The publishing industry can be difficult to navigate. This project is an attempt to find the most prominent literary agents using some simple scraping and relationship mapping.

Methodology

The methodology is fairly simple and uses some shell commands to extract data.

Best Fiction Lists

A Google search for "best fiction 2017" yields a decent number of URLs to bestseller lists. The content from these pages can be downloaded for parsing:

mkdir best-fiction-2017.data
cat best-fiction-2017.urls.txt | xargs -P8 -I {} sh -c 'curl {} > best-fiction-2017.data/$(echo {} | md5sum | cut -d\  -f1) || true'

The downloaded content can then be parsed by looking for "by Some Author" strings. This yields a number of spurious entries, but because we're mapping it to agent listings later on, it won't matter.

cat best-fiction-2017.data/* | grep -o 'by [A-Z][A-Za-z]\+ [A-Z][A-Za-z]\+' | cut -d\  -f2- | sort -u > best-authors-2017.txt

Literary Agents List

The site, pw.org, has a good list of literary agents specializing in literary fiction. I had to resort to writing Python code to clean and restructure the content. This list can be acquired with the following commands:

curl 'https://www.pw.org/literary_agents?filter0=9677&field_electronic_submissions_value=All&items_per_page=All' > literary-agents-pw-org.html
xmllint --html --xpath "//li[contains(@class, 'views-row')]" literary-agents-pw-org.html | xmllint --html --xpath '//text()' - | cut -d\: -f2 | sed 's/^[\ ]\+//g' > literary-agents-pw-org.txt
python literary_agent_parsing.py --input-file literary-agents-pw-org.txt | sort -u > literary-agents.txt

The final artifact is the literary-agents.txt file, which is a CSV file containing author,agent,agency. Again there are some spurious entries given HTML special characters, etc. You'll need to remove any entries starting with a ,, i.e. agents with no represented authors.

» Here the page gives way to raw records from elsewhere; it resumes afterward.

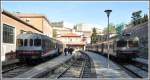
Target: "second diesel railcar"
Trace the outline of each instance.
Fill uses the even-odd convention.
[[[109,49],[108,49],[109,45]],[[101,54],[110,54],[118,58],[132,59],[138,57],[139,40],[132,39],[110,39],[97,44],[88,44],[86,50],[100,52]]]

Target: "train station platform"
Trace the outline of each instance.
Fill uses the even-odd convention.
[[[84,51],[94,62],[97,78],[131,78],[125,71],[123,71],[117,64],[109,61],[109,69],[107,68],[108,60],[94,52]]]
[[[31,70],[21,75],[18,75],[15,78],[38,78],[42,75],[45,75],[47,72],[57,68],[66,61],[70,60],[72,57],[73,55],[65,56],[64,54],[62,54],[58,57],[55,57],[54,59],[51,59],[47,62],[39,64],[38,66],[33,67]]]

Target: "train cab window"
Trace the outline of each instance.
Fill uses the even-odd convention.
[[[117,41],[117,47],[126,47],[127,41]]]
[[[138,47],[138,41],[128,41],[129,47]]]
[[[34,46],[41,46],[41,39],[34,39]]]
[[[17,39],[17,46],[18,47],[23,46],[23,40],[22,39]]]
[[[24,46],[27,46],[27,45],[28,45],[28,40],[25,39],[25,40],[24,40]]]
[[[33,46],[33,39],[30,39],[30,46]]]

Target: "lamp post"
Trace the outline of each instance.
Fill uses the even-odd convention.
[[[109,41],[109,15],[110,15],[110,13],[112,12],[112,10],[105,10],[104,11],[106,14],[107,14],[107,17],[108,17],[108,29],[107,29],[107,41]],[[107,60],[108,60],[108,64],[107,64],[107,67],[108,67],[108,69],[109,69],[109,42],[107,43],[108,45],[107,45],[107,51],[108,51],[108,53],[107,53]]]

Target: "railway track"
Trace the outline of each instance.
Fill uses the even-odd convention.
[[[33,66],[29,66],[25,63],[14,63],[11,65],[3,66],[2,77],[3,78],[13,78],[30,70]]]
[[[74,59],[62,64],[57,69],[46,74],[44,78],[96,78],[95,67],[88,55],[78,52]]]
[[[90,68],[90,58],[82,54],[80,58],[76,59],[57,78],[88,78],[91,73]]]
[[[115,60],[113,60],[115,61]],[[148,78],[148,65],[137,62],[137,61],[128,61],[128,62],[117,62],[121,67],[126,69],[125,71],[129,73],[134,78]]]
[[[138,62],[138,61],[134,61],[132,62],[134,64],[134,66],[148,72],[148,64],[142,63],[142,62]]]
[[[13,64],[2,66],[2,74],[7,73],[7,72],[9,72],[11,70],[17,69],[19,67],[23,67],[25,65],[26,64],[24,64],[24,63],[17,62],[17,63],[13,63]]]
[[[126,70],[128,70],[130,73],[132,73],[133,75],[135,75],[135,78],[147,78],[148,77],[148,72],[136,67],[135,65],[132,64],[126,64],[126,65],[121,65],[123,68],[125,68]]]
[[[102,56],[107,58],[107,55],[102,55]],[[134,61],[134,60],[122,61],[113,56],[110,57],[110,60],[118,64],[124,71],[126,71],[129,75],[131,75],[134,78],[147,78],[148,77],[148,65],[147,64]]]

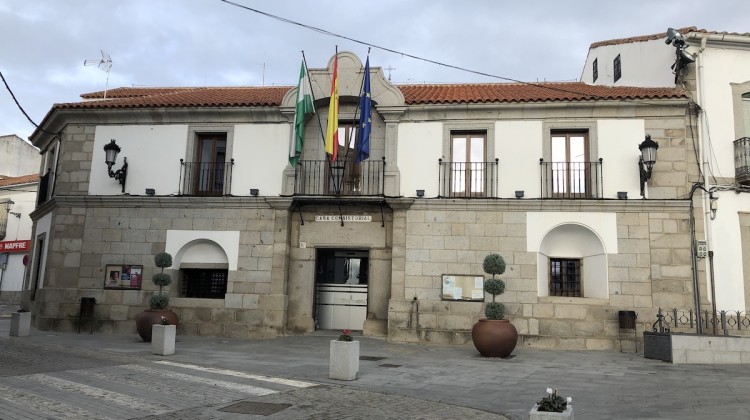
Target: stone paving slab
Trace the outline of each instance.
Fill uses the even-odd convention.
[[[69,363],[74,367],[79,363],[76,356],[99,356],[105,369],[113,369],[112,362],[120,358],[137,365],[168,360],[321,385],[320,389],[287,389],[252,398],[201,402],[154,414],[160,418],[248,418],[220,411],[243,401],[294,404],[269,418],[295,418],[284,417],[284,413],[315,418],[309,416],[328,412],[346,418],[347,411],[339,410],[339,405],[361,398],[372,404],[380,401],[380,407],[357,415],[352,411],[357,409],[355,404],[350,418],[367,418],[363,417],[367,413],[385,416],[380,418],[422,418],[421,413],[431,414],[424,418],[462,418],[468,416],[450,410],[470,409],[476,410],[471,416],[526,419],[547,387],[573,397],[579,420],[750,418],[746,403],[750,393],[748,365],[672,365],[645,359],[639,353],[528,348],[517,348],[510,359],[488,359],[478,357],[471,345],[427,346],[357,337],[361,354],[370,356],[370,360],[360,361],[357,380],[336,381],[328,379],[329,341],[337,337],[333,331],[265,340],[178,335],[176,354],[165,358],[151,355],[149,345],[135,334],[79,335],[32,329],[29,337],[7,338],[3,325],[8,323],[0,320],[0,348],[11,340],[39,349],[70,348],[73,354]],[[382,359],[375,360],[378,358]],[[411,402],[402,404],[401,398]],[[414,409],[393,417],[377,411],[389,406]],[[442,410],[451,414],[440,417]]]

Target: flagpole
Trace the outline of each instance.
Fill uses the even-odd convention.
[[[310,96],[312,97],[313,103],[315,103],[315,93],[313,91],[312,77],[310,77],[310,67],[307,66],[307,57],[305,57],[305,50],[302,50],[302,61],[305,63],[305,71],[307,72],[307,83],[310,85]],[[326,145],[326,133],[323,132],[323,122],[320,121],[320,114],[315,113],[318,117],[318,129],[320,130],[320,138],[323,139],[323,148]]]
[[[367,58],[368,59],[370,58],[370,48],[367,48]],[[362,69],[363,69],[363,71],[362,71],[362,83],[359,86],[359,96],[360,97],[364,94],[364,88],[365,88],[365,72],[364,72],[364,67],[362,67]],[[354,110],[354,120],[355,121],[358,121],[357,117],[359,116],[359,111],[360,111],[359,105],[360,105],[360,101],[357,101],[357,108]],[[358,122],[357,123],[357,133],[358,133],[357,137],[359,137],[359,126],[360,125],[361,125],[360,122]],[[354,139],[354,142],[355,142],[354,147],[358,147],[357,144],[356,144],[356,141],[357,141],[357,139],[355,138]],[[344,155],[344,160],[345,161],[349,159],[349,150],[351,150],[351,149],[349,148],[349,139],[347,139],[347,142],[346,142],[346,154]]]

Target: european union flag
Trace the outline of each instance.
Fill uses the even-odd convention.
[[[359,99],[359,130],[357,130],[357,163],[370,158],[370,131],[372,130],[372,96],[370,94],[370,57],[365,64],[365,83]]]

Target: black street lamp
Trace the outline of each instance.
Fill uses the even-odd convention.
[[[641,151],[641,156],[638,157],[638,172],[641,177],[641,197],[643,198],[646,198],[644,186],[651,179],[651,170],[656,163],[656,150],[658,148],[659,143],[651,140],[650,134],[646,134],[646,139],[638,145],[638,150]]]
[[[112,172],[112,165],[117,161],[117,154],[120,153],[120,146],[115,144],[115,139],[104,145],[105,159],[107,162],[107,172],[109,177],[114,178],[122,185],[122,192],[125,192],[125,178],[128,176],[128,158],[122,158],[122,168]]]

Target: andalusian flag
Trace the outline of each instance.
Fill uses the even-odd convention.
[[[372,95],[370,94],[370,56],[365,64],[365,82],[362,97],[359,99],[361,116],[357,130],[357,163],[370,157],[370,131],[372,130]]]
[[[333,77],[331,78],[331,102],[328,105],[328,128],[326,129],[326,153],[331,162],[336,161],[339,148],[339,75],[338,53],[333,56]]]
[[[299,84],[297,85],[297,109],[294,112],[294,131],[289,142],[289,163],[292,167],[297,166],[302,156],[302,145],[305,140],[305,117],[315,113],[312,94],[310,92],[310,79],[307,76],[305,61],[299,70]]]

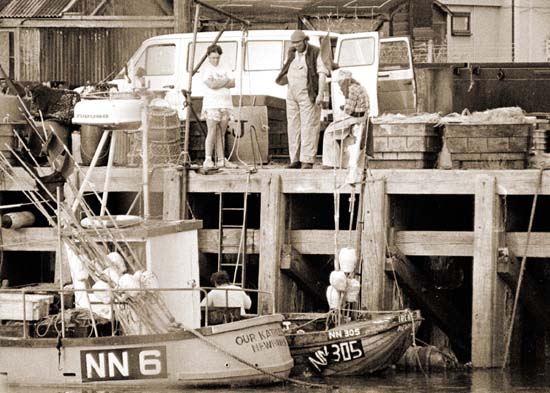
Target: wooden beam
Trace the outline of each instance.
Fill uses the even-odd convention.
[[[167,168],[163,171],[163,177],[162,219],[179,220],[181,218],[181,171],[176,168]]]
[[[1,229],[4,251],[56,251],[55,228]]]
[[[472,256],[474,233],[466,231],[395,231],[394,243],[405,255]]]
[[[405,257],[397,247],[391,248],[392,258],[388,258],[385,270],[395,272],[399,283],[405,287],[431,319],[449,336],[461,351],[469,348],[470,326],[461,311],[455,307],[445,292],[437,291],[431,280]],[[393,276],[391,274],[390,276]]]
[[[223,230],[223,253],[236,254],[241,240],[241,230],[236,228],[227,228]],[[201,229],[199,230],[199,249],[208,254],[218,253],[218,230]],[[246,253],[258,254],[260,252],[260,230],[246,230]]]
[[[299,283],[316,299],[324,298],[327,286],[326,277],[321,277],[320,269],[312,266],[311,262],[290,244],[283,245],[281,271]]]
[[[174,0],[174,33],[190,33],[191,0]]]
[[[361,238],[361,307],[368,310],[384,310],[384,274],[389,202],[385,179],[367,177],[363,197],[363,234]]]
[[[173,16],[68,16],[52,19],[3,19],[4,28],[154,29],[174,28]]]
[[[281,281],[279,266],[285,232],[285,199],[281,190],[281,177],[278,174],[272,174],[262,180],[260,225],[258,289],[274,296],[275,310],[278,310],[282,294],[279,293],[277,284]],[[258,300],[258,311],[274,311],[265,296]]]
[[[516,256],[507,248],[500,248],[497,273],[514,292],[518,285],[519,269],[520,262]],[[550,327],[550,314],[544,304],[544,290],[527,272],[523,274],[519,300],[531,315],[540,318],[545,326]]]
[[[504,283],[497,276],[503,216],[497,182],[480,175],[476,182],[472,282],[472,363],[498,367],[504,358]]]
[[[142,27],[142,26],[139,26]],[[499,195],[533,195],[538,181],[538,170],[525,169],[481,171],[481,170],[427,170],[427,169],[373,169],[370,171],[374,178],[386,179],[386,193],[414,194],[414,195],[474,195],[475,179],[479,175],[489,175],[497,179]],[[26,182],[28,176],[21,168],[14,168],[17,179]],[[261,192],[262,179],[271,175],[280,175],[281,189],[285,194],[332,194],[333,173],[323,169],[297,171],[295,169],[268,168],[260,169],[251,178],[249,192]],[[22,177],[20,177],[22,175]],[[110,191],[138,191],[141,177],[139,168],[115,167],[112,170],[113,184]],[[93,182],[103,184],[105,167],[94,170]],[[338,184],[343,184],[345,171],[337,172]],[[30,182],[32,185],[33,183]],[[161,192],[162,181],[152,179],[153,192]],[[240,172],[200,175],[189,172],[189,192],[239,192],[246,188],[246,174]],[[0,190],[18,190],[6,176],[5,182],[0,184]],[[342,193],[351,192],[351,188],[344,186]],[[550,172],[544,172],[540,195],[550,195]]]

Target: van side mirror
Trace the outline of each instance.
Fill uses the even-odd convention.
[[[130,79],[130,75],[128,75],[128,64],[124,64],[124,77],[128,81],[128,83],[132,83],[132,80]]]

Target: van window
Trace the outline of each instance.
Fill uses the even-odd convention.
[[[375,41],[372,37],[342,40],[338,54],[338,66],[365,66],[374,63]]]
[[[405,41],[380,42],[379,71],[406,70],[409,68],[409,47]]]
[[[248,41],[245,69],[248,71],[280,70],[282,58],[282,41]]]
[[[199,60],[206,53],[206,50],[211,44],[212,42],[197,42],[197,47],[195,48],[194,66],[199,64]],[[187,71],[191,71],[191,45],[193,45],[192,42],[190,42],[189,45],[187,46]],[[237,42],[236,41],[229,41],[229,42],[218,41],[218,45],[221,46],[222,52],[223,52],[220,58],[221,64],[225,64],[231,69],[231,71],[235,71],[236,64],[237,64]],[[208,60],[205,60],[205,62],[206,61]]]
[[[172,75],[175,68],[175,53],[174,44],[149,46],[136,62],[136,69],[142,67],[145,75]]]

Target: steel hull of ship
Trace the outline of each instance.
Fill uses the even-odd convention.
[[[192,332],[97,338],[2,338],[0,373],[8,384],[59,386],[246,386],[293,365],[282,316],[245,319]],[[205,341],[207,340],[207,341]],[[229,353],[229,354],[228,354]]]
[[[408,316],[400,320],[399,314]],[[421,320],[417,311],[384,314],[329,330],[285,334],[294,358],[292,374],[345,376],[382,371],[403,356]]]

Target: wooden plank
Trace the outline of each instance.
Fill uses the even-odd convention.
[[[162,219],[179,220],[181,209],[181,172],[175,168],[163,171]]]
[[[472,363],[497,367],[504,358],[504,284],[497,276],[503,219],[495,177],[476,180],[472,282]]]
[[[57,237],[53,228],[1,229],[1,231],[1,248],[4,251],[57,250]]]
[[[395,272],[397,280],[407,292],[414,296],[422,312],[426,312],[429,318],[447,333],[454,345],[467,351],[470,327],[452,299],[444,292],[437,291],[431,279],[416,269],[397,247],[392,247],[391,253],[393,257],[388,258],[388,263],[385,265],[386,272]]]
[[[305,288],[310,295],[317,299],[323,299],[327,285],[325,278],[321,276],[320,269],[312,266],[312,264],[304,258],[290,244],[283,245],[281,258],[281,271],[291,277]]]
[[[367,178],[372,179],[370,176]],[[361,307],[383,310],[385,287],[388,285],[384,274],[389,208],[385,179],[376,179],[367,185],[363,200]]]
[[[396,231],[394,243],[405,255],[472,256],[474,233],[466,231]]]
[[[4,21],[6,23],[4,23]],[[19,22],[19,23],[18,23]],[[20,20],[3,19],[3,27],[21,27]],[[173,16],[64,16],[63,18],[37,18],[28,19],[23,28],[135,28],[135,29],[154,29],[154,28],[173,28]]]
[[[223,253],[236,254],[241,239],[241,230],[236,228],[227,228],[223,230]],[[203,253],[218,253],[218,230],[201,229],[199,230],[199,250]],[[246,253],[258,254],[260,252],[260,230],[246,230]]]
[[[518,285],[520,266],[520,261],[512,252],[507,248],[499,249],[497,273],[514,292]],[[544,290],[528,272],[523,274],[519,300],[532,316],[540,318],[545,326],[550,327],[550,314],[548,314],[544,304]]]
[[[351,238],[355,239],[355,231]],[[341,230],[338,233],[338,244],[347,244],[349,232]],[[334,255],[334,231],[331,229],[294,229],[290,231],[290,244],[300,254]]]
[[[279,269],[285,231],[285,199],[281,190],[281,177],[272,174],[262,181],[260,212],[260,266],[258,289],[271,293],[275,299],[275,310],[280,308],[282,294],[278,293],[281,280]],[[258,300],[258,311],[274,311],[273,304],[265,296]]]
[[[84,171],[86,168],[84,168]],[[479,175],[493,176],[497,179],[499,195],[533,195],[536,191],[538,170],[438,170],[438,169],[372,169],[373,177],[386,179],[388,194],[417,194],[417,195],[473,195],[475,194],[475,178]],[[14,168],[17,183],[5,176],[0,183],[0,191],[17,191],[32,189],[33,182],[22,168]],[[285,194],[332,194],[333,172],[323,169],[308,171],[286,170],[279,168],[260,169],[252,175],[249,192],[261,192],[262,179],[273,174],[281,176],[282,192]],[[343,184],[346,172],[337,172],[337,183]],[[92,175],[92,182],[103,184],[105,167],[97,167]],[[130,192],[141,189],[141,172],[139,168],[115,167],[112,170],[113,181],[109,191]],[[162,177],[151,178],[151,191],[162,192]],[[89,191],[89,186],[86,191]],[[96,186],[97,188],[97,186]],[[200,175],[189,172],[189,192],[244,192],[246,188],[246,174],[237,171],[226,173]],[[344,186],[342,193],[350,192]],[[543,174],[540,195],[550,195],[550,172]]]

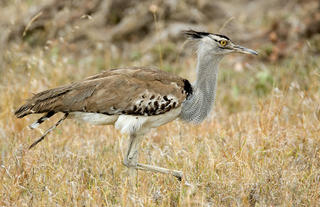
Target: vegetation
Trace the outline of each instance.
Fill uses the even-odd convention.
[[[5,2],[1,10],[29,11],[33,5]],[[259,8],[264,1],[257,2]],[[316,8],[312,7],[316,1],[306,2],[297,1],[294,7],[302,13],[291,13],[289,6],[280,13],[275,6],[277,24],[290,18],[303,23],[303,14]],[[292,16],[285,16],[289,13]],[[320,36],[284,38],[282,27],[272,26],[273,13],[256,21],[237,21],[266,31],[256,38],[248,32],[247,41],[238,37],[260,56],[235,54],[223,60],[215,107],[207,121],[194,126],[177,120],[146,136],[140,161],[180,169],[186,178],[179,182],[138,172],[135,193],[128,188],[127,169],[121,164],[126,137],[112,126],[66,120],[28,150],[41,132],[27,126],[39,116],[17,119],[13,112],[34,92],[112,67],[154,65],[194,80],[196,59],[188,46],[180,47],[182,37],[152,45],[146,40],[134,43],[132,38],[124,43],[128,38],[124,36],[122,43],[103,43],[100,49],[99,42],[86,48],[58,37],[37,46],[36,39],[7,39],[0,65],[0,206],[319,205]],[[152,31],[157,38],[159,31],[156,27]]]

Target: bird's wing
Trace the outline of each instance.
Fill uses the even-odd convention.
[[[147,68],[104,71],[70,85],[34,95],[17,117],[44,112],[157,115],[179,107],[192,93],[189,81]]]

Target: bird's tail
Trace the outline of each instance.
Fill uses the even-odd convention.
[[[70,86],[61,86],[37,93],[17,109],[14,114],[17,118],[22,118],[29,114],[57,112],[55,109],[60,104],[61,96],[70,91],[70,88]]]
[[[17,109],[14,112],[14,115],[16,115],[17,118],[22,118],[28,114],[32,114],[32,106],[30,104],[25,104],[21,106],[19,109]]]

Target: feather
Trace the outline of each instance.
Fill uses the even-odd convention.
[[[138,67],[113,69],[38,93],[15,114],[18,118],[49,112],[150,116],[181,106],[190,93],[189,81],[165,71]]]

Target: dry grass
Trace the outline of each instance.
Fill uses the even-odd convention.
[[[162,43],[162,54],[172,45]],[[139,172],[135,194],[129,192],[127,169],[121,164],[126,138],[111,126],[67,120],[27,150],[40,133],[26,126],[38,116],[16,119],[13,112],[32,92],[80,80],[102,68],[145,63],[134,51],[121,58],[108,50],[75,58],[60,46],[31,49],[15,44],[4,54],[0,206],[319,205],[320,59],[313,57],[307,43],[276,64],[226,57],[212,116],[198,126],[180,121],[162,126],[148,134],[141,147],[142,163],[182,170],[190,185]],[[172,49],[174,57],[177,51]],[[195,59],[161,64],[194,79]]]
[[[1,206],[128,206],[132,200],[136,206],[319,204],[319,59],[298,53],[299,61],[256,61],[254,69],[236,72],[226,69],[234,56],[226,58],[209,121],[199,126],[175,121],[143,142],[142,163],[181,169],[191,186],[139,172],[132,195],[121,165],[124,138],[110,126],[68,120],[26,150],[40,135],[26,128],[36,117],[18,120],[14,108],[32,91],[98,72],[97,54],[77,62],[54,51],[27,54],[16,48],[6,54],[0,89]],[[103,64],[109,67],[110,61],[104,58]],[[190,65],[195,60],[172,67]],[[187,76],[188,69],[180,74]]]

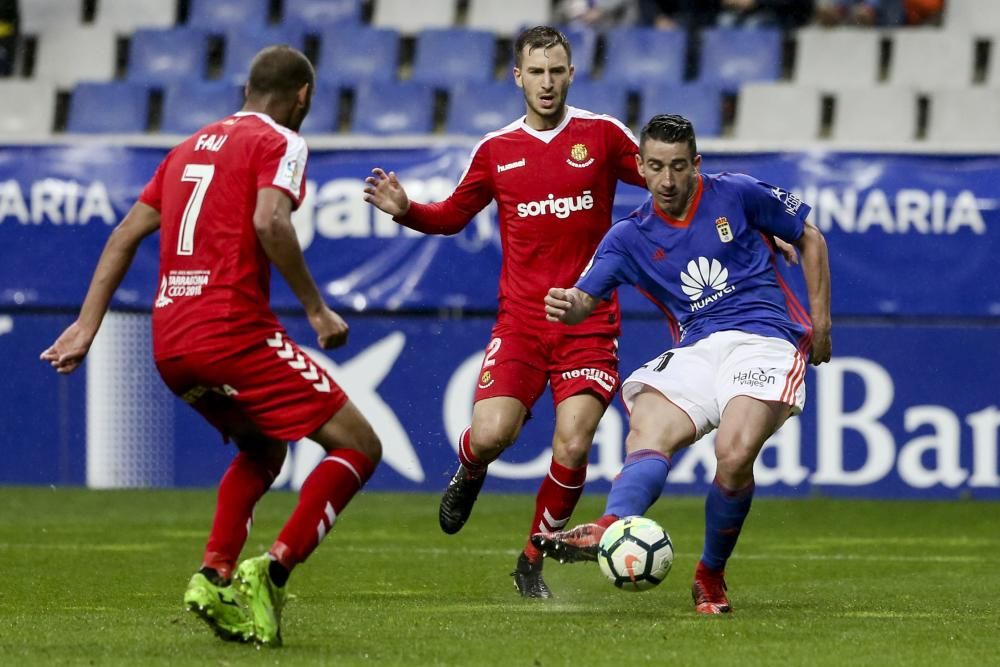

Joining Authors, Agents, and Agencies

Now that we have the best-authors-2017.txt and literary-agents.txt file, we can perform a simple join command to get the list of agents and agencies associated with the bestsellers of 2017:

join -t ',' best-authors-2017.txt literary-agents.txt

This yields the small list below:

Author Agent Agency
Annie Proulx Liz Darhansoff Darhansoff Verrill Feldman Literary Agents
Celeste Ng Julie Barer The Book Group
Claire Messud Georges Borchardt Georges Borchardt
Colson Whitehead Nicole Aragi Aragi Inc.
Dan Chaon Renée Zuckerbrot Massie & McQuilkin
Dexter Palmer Susan Golomb Writers House
Diksha Basu Adam Eaglin Cheney Associates LLC
Elizabeth Strout Molly Friedrich The Friedrich Agency LLC
Emma Cline Bill Clegg The Clegg Agency
Erik Larson Gary Morris David Black Agency
Gabrielle Zevin Douglas Stewart Sterling Lord Literistic Inc.
Jhumpa Lahiri Eric Simonoff William Morris Endeavor
Joshua Ferris Julie Barer The Book Group
Julie Buntin Sarah Bowlin Aevitas Creative Management
Lauren Groff Bill Clegg The Clegg Agency
Lidia Yuknavitch Rayhané Sanders Massie & McQuilkin
Maria Semple Anna Stein ICM Partners
Michael Chabon Dan Kirschen ICM Partners
Michael Chabon Mary Evans Mary Evans Agency
Neal Stephenson Liz Darhansoff Darhansoff Verrill Feldman Literary Agents
Ottessa Moshfegh Bill Clegg The Clegg Agency
Paul Auster Carol Mann Carol Mann Agency
Paul Yoon Mitchell Waters Curtis Brown Ltd.
Rachel Khong Sarah Bowlin Aevitas Creative Management
Samantha Hunt PJ Mark Janklow & Nesbit Associates
Sarah Perry Susan Golomb Writers House
Sophie Kinsella Kimberly Witherspoon Inkwell Management
Stephen King Liz Darhansoff Darhansoff Verrill Feldman Literary Agents
Thomas Mullen Susan Golomb Writers House
Weike Wang Joy Harris The Joy Harris Literary Agency Inc.